Examples of Optional Conversion in a sentence

  • If no Optional Conversion Date is specified in a Notice of Conversion, the Optional Conversion Date shall be the date that such Notice of Conversion and Cancellation Request are deemed delivered to the Company in accordance with Section 9.

  • Subject to the provisions of this Section 10, the Convertible Preferred Stock may be converted only pursuant to a Mandatory Conversion or an Optional Conversion.

  • To the extent that the Holder decides to exercise his or her Optional Conversion Right, then any unpaid interest on this Note shall be converted into Common Stock on the same terms as the principal of the Note.

  • The Optional Conversion Right may be exercised by the Holder, in whole but not in part, at any time, and from time to time prior to the Maturity Date, by the surrender and presentment of this Note accompanied by a duly executed Notice of Exercise in the form attached hereto (the "Exercise Notice"), presented to the Company, at its principal office or at such other place as the Company may designate by notice in writing to the Holder.

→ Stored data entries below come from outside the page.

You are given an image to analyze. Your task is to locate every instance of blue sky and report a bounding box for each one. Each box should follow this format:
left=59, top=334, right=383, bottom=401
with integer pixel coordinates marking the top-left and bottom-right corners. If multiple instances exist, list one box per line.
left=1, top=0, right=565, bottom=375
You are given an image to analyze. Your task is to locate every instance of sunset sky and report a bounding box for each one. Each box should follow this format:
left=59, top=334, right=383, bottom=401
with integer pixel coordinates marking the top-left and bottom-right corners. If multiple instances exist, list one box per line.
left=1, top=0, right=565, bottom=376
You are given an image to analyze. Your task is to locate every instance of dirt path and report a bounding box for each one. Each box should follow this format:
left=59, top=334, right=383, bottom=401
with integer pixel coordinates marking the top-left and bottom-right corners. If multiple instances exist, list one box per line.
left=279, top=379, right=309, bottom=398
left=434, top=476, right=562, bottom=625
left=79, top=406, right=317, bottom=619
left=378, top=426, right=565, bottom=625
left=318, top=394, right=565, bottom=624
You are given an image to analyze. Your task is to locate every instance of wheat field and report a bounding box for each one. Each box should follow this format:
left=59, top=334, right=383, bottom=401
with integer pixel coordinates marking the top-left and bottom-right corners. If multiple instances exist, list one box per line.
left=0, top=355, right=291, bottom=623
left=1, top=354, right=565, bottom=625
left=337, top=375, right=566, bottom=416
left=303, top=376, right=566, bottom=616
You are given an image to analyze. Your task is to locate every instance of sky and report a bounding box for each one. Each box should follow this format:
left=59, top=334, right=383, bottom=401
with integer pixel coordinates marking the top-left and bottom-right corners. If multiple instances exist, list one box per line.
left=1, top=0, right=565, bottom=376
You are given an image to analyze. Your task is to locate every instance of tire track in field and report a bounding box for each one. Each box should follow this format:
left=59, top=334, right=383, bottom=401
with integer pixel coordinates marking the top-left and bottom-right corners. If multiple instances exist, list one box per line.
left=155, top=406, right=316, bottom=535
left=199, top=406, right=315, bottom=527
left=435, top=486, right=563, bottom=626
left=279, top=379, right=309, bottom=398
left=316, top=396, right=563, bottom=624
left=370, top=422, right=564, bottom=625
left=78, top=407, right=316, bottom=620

  • The Optional Conversion Right may be exercised by the Holder, in whole but not in part, at any time, and from time to time after the Determination Date and prior to the Maturity Date, by the surrender and presentment of this Note accompanied by a duly executed Notice of Exercise in the form attached hereto (the “Exercise Notice”), presented to the Company, at its principal office or at such other place as the Company may designate by notice in writing to the Holder.


More Definitions of Optional Conversion

Optional Conversion means a conversion of this Note to Common Stock at the option of the Holder in accordance with Section 3.1(a).
Optional Conversion means the conversion of any Convertible Preferred Stock other than pursuant to a Mandatory Conversion.
Optional Conversion has the meaning specified in Section 7.
Optional Conversion shall have the meaning specified in Section 13.01(b).
Optional Conversion means the conversion of shares of the Designated Preferred Stock into Common Stock at the then-applicable Conversion Rate, either (i) in whole or in part, at any time or from time to time, at the election of the Issuer, subject to the requirements and conditions set forth in Section 6(a)(i)(A), or (ii) in whole or in part, at the election of the Holder, upon any public offering of the Common Stock or upon the occurrence of a Change of Control of the Issuer, subject to the requirements and conditions set forth in Section 6(a)(i)(B).
Optional Conversion shall have the meaning set forth in Section 3(3).
Optional Conversion means an optional conversion of Senior Preferred pursuant to Article II, Section 4(a).